What is a looking glass site?
There are really two possible answers to this question... If you are in the United States Air Force, this refers to a specific military Web site. If you are uncertain about what URL you need to use to find it, ask your CQ to point you to the resident computer geek for directions, which they should be able to give you off the top of their head.
The more general answer is derived from the name. The phrase "looking glass" is British usage for what Americans call a mirror. From that, I assume that a "looking glass site" is what the Internet commonly calls a "mirror site".
Internet Web sites with high traffic frequently designate additional sites as "mirrors" of their content. This means that the original site such as http://www.cpan.org will designate additional sites such as http://ftp.sun.ac.za/CPAN/, http://CPAN.pacific.net.hk/, http://mirror.uklinux.net/CPAN/, ftp://ftp.matrix.com.br/pub/perl/, and others as official mirrors. The original site provides complete copies of its files to its designated "mirrors" on some regular schedule, usually nightly.

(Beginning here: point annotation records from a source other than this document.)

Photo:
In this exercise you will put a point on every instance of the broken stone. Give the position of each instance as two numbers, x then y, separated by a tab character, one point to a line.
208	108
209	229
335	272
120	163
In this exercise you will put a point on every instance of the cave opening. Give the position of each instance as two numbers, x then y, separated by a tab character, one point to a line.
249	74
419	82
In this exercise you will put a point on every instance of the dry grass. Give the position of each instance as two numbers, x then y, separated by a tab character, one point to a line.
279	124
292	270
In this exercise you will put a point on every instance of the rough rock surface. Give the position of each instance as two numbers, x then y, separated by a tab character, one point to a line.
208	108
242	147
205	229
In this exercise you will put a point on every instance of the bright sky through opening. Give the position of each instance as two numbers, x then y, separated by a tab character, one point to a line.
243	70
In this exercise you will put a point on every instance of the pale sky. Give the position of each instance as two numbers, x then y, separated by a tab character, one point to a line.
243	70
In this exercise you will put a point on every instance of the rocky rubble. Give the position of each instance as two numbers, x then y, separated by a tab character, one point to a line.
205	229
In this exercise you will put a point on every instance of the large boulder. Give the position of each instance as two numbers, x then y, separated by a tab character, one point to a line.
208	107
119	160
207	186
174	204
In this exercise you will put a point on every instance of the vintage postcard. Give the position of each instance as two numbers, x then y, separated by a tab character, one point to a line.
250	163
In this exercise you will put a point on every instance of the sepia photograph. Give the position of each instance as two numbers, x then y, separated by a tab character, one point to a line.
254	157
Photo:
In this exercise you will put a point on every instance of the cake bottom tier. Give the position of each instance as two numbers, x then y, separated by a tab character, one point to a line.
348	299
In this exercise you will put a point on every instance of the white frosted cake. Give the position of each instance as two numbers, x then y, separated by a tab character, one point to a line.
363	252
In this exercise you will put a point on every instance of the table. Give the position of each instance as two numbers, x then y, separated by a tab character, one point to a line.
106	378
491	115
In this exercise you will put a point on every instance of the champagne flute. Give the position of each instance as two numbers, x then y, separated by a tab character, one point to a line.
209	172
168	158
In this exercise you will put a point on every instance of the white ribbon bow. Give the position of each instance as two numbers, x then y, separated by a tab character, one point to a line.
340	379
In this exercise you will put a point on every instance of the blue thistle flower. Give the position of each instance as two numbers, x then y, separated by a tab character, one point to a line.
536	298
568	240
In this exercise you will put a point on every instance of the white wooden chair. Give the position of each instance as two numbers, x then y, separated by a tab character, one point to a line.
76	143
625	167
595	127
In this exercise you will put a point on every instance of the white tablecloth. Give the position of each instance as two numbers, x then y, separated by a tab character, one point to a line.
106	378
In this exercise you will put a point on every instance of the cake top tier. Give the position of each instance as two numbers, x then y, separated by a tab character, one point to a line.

This has a couple of advantages for users everywhere. It guarantees that there is an off-site backup of the data from the mirrored site, because each of the mirrors should have a complete copy of the original site, no more than a few days old. It reduces the load on the Internet itself, since people will normally choose to download from a mirror site with good performance, which normally means that the site is relatively nearby. It also reduces the load on the original site, since it should move more end-user bandwidth to the mirror sites than the bandwidth needed to keep the mirror site(s) up to date.